The triptych is displayed splendidly. It looks like a window, with the two shutters open pair by pair, reflecting in another dimension the scene that is taking place through this glass metaphor. The horizon appears aligned in the three tableaux, joining together each of the tales depicted. However, one’s eyes give up on seeing the whole: they are irresistibly drawn to each detail, to these series of infernal creatures advancing in processions like a puzzle of miniature wing-beats.

There are fish devouring each other, snakes with horses’ feet, nuns with rats’ tails, spiders with many more legs than real spiders, hills that turn out to be men on all fours with their anuses swollen, flying insects impossible to imagine… Pacheco said that Bosch was a “painter of lascivious whims”, and the comic Quevedo called him an “unbeliever who covers his lack of faith with mockery”. But today I want to leave aside all these stories and history itself, even the figure of Saint Anthony as the first hermit who had to withstand terrible attacks by the devil.

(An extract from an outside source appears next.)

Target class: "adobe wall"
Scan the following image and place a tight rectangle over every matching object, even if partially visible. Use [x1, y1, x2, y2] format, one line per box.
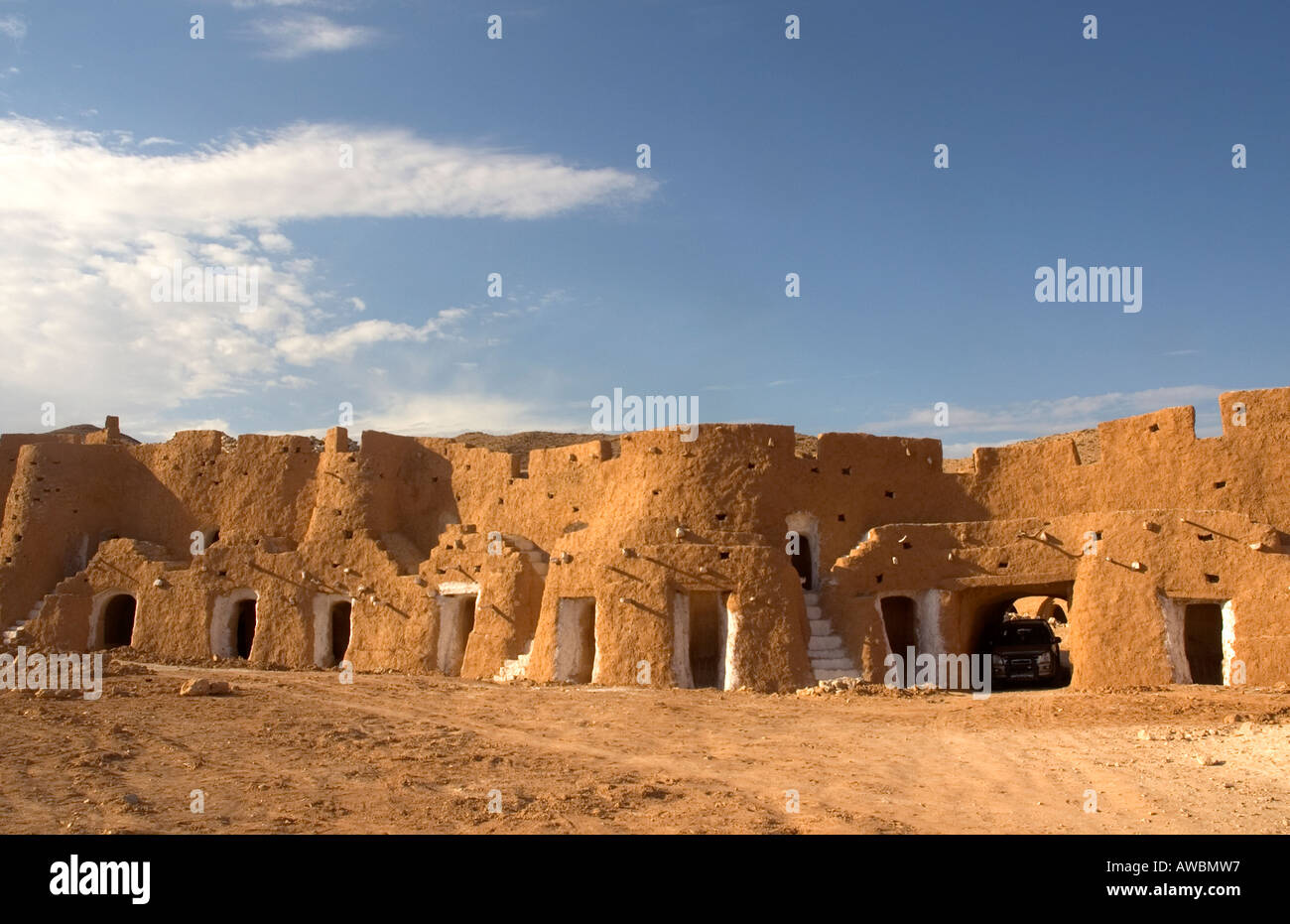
[0, 388, 1290, 691]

Suddenly time stands still. About two hours ago I saw a man with a fish head painted by Magritte. Now I find myself hypnotised by this impossible collection of beasts. A few rooms further on I will find the fall of the rebel angels described so well by Brueghel: a zoological collection of insects and other animated creatures. There is a woman with butterfly wings beating to the rhythm of her animal instinct and a fish waving his man’s arms with sorrow.

I look out of the window again. The rain keeps falling in this city. I ask myself if it is yesterday, today or tomorrow. Because the drops are still there like magnifying glasses. If you get closer, what a world of mystery each contains.